Windows 11 is real, and Microsoft has just revealed the brand-new app store that will go along with it — which could be a big deal, seeing how previous versions of the idea never really caught on. It will be called the Microsoft Store, not the Windows Store, just like it has been since a rebranding in 2017.

Here are some of the very first images of the new Store, and we’re adding more screenshots and details to this post right now. While Windows 11 was thoroughly leaked in mid-June, that leak notably did not include any glimpse of an updated app store, so I figure you’re eager to see how it might look!

The new store’s got a few couple partners on board: Adobe will offer its Creative Cloud suite, and Zoom will be there.

In a major move, Microsoft’s Panos Panay says developers will now be able to keep 100 percent of their revenue “if you do bring your own commerce engine” — unlike app stores from Apple and Google that generally take 30 percent of developer revenue and insist on their own payment platforms and in-app purchases. We’ll have to see if that applies to games as well, which Microsoft and other companies have generally treated separately from apps.

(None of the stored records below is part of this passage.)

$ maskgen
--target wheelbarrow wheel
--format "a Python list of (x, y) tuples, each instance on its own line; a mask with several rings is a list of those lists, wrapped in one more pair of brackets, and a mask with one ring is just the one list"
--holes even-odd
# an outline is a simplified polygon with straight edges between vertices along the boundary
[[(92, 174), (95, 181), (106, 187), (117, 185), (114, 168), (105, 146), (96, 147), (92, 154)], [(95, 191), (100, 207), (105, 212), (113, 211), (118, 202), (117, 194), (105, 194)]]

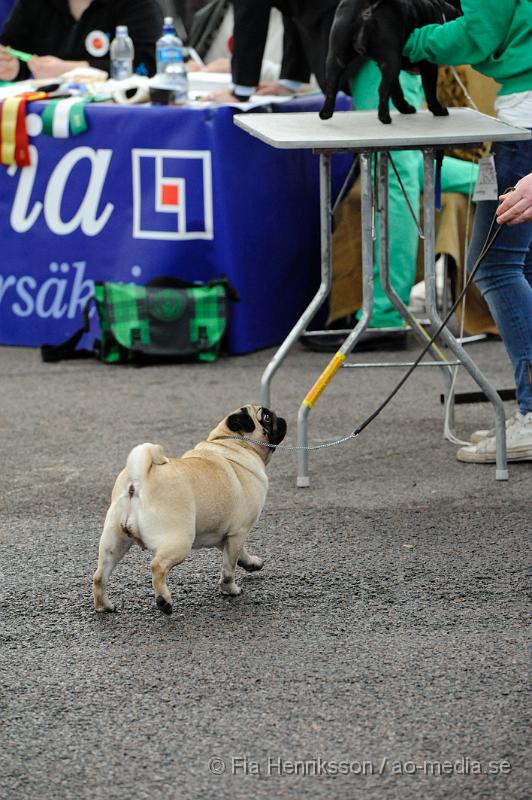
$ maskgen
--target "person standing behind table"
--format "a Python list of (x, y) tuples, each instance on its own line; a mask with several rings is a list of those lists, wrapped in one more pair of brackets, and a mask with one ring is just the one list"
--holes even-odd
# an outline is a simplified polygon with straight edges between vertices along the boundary
[[(366, 59), (350, 81), (353, 105), (357, 111), (376, 110), (379, 105), (379, 86), (381, 73), (375, 61)], [(425, 100), (421, 78), (401, 70), (399, 81), (406, 100), (421, 108)], [(390, 101), (390, 108), (394, 108)], [(418, 251), (418, 228), (415, 219), (419, 218), (420, 199), (423, 192), (423, 154), (421, 150), (396, 150), (393, 163), (397, 175), (390, 165), (388, 168), (389, 217), (388, 249), (390, 255), (390, 282), (405, 305), (408, 305), (410, 294), (416, 278), (416, 260)], [(451, 156), (445, 156), (441, 170), (441, 191), (458, 192), (467, 195), (474, 184), (477, 166)], [(356, 191), (356, 190), (355, 190)], [(403, 191), (408, 198), (411, 213)], [(350, 208), (350, 200), (346, 198), (346, 208)], [(352, 207), (352, 206), (351, 206)], [(349, 213), (349, 211), (348, 211)], [(380, 229), (381, 214), (375, 215), (375, 228)], [(336, 237), (333, 239), (333, 254)], [(355, 261), (355, 253), (353, 253)], [(367, 331), (359, 338), (355, 350), (401, 350), (408, 345), (408, 329), (404, 327), (403, 318), (385, 293), (380, 280), (380, 237), (377, 233), (374, 247), (373, 264), (373, 311)], [(328, 332), (317, 336), (303, 335), (301, 341), (309, 348), (326, 352), (336, 352), (345, 341), (346, 334), (342, 330), (352, 328), (359, 315), (354, 305), (354, 295), (345, 294), (346, 276), (338, 276), (342, 267), (337, 266), (333, 258), (332, 290), (328, 319)], [(354, 280), (353, 271), (353, 280)], [(341, 311), (342, 313), (339, 313)], [(340, 329), (335, 333), (335, 329)]]
[[(463, 16), (444, 25), (426, 25), (408, 38), (403, 55), (411, 61), (471, 64), (501, 88), (495, 100), (499, 119), (532, 129), (531, 0), (462, 0)], [(502, 195), (520, 183), (532, 166), (532, 140), (498, 142), (493, 148)], [(469, 247), (469, 268), (486, 241), (497, 201), (478, 203)], [(518, 409), (507, 421), (508, 460), (532, 460), (532, 222), (505, 225), (482, 259), (475, 282), (497, 324), (517, 386)], [(459, 461), (495, 462), (495, 431), (476, 431)]]
[(283, 14), (283, 63), (279, 81), (261, 84), (257, 94), (293, 94), (314, 74), (325, 82), (329, 33), (339, 0), (233, 0), (232, 90), (217, 102), (249, 100), (260, 73), (272, 8)]
[[(87, 66), (109, 73), (109, 46), (117, 25), (128, 27), (135, 71), (153, 75), (162, 23), (157, 0), (17, 0), (0, 34), (0, 80), (56, 78)], [(26, 65), (2, 45), (33, 58)]]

Another huge surprise: the new Microsoft Store will also include Android apps that can run on your Windows 11 PC, thanks to a partnership with Amazon and some “Intel Bridge” technology.

The Amazon Appstore will live inside the Microsoft Store, and you’ll be able to drag and pin those apps side by side traditional Windows apps on your computer.

Android apps in Windows 11’s app store.
An Android app alongside a Windows one.

We’ve known since April that Microsoft might have been planning to overhaul its Windows app store this year, and as usual, the devil’s in the details: will it actually be open to all apps and give developers what they want and need? The company’s been haunted by its original vision of a Universal Windows Platform (UWP) ever since Windows 8, when it architected the store explicitly to house that new breed of cross-platform app instead of the legacy Win32 programs that developers and many users tended to prefer.

The company had already buried the UWP dream in 2019 with the news that it would accept native Win32 games in its store, and it’s tried many other tactics to attract developers over the years — including revised policies that allow app developers to keep 95 percent of app revenue, and more recently, 88 percent of revenue from their games. It’s also tried to decouple APIs so Win32 apps can take advantage of modern Windows features.

But at the end of the day, Microsoft’s app store has never made a truly convincing case for itself, to the point that the simple package manager Microsoft introduced last May felt like a breath of fresh air. Perhaps Windows 11’s store will, too.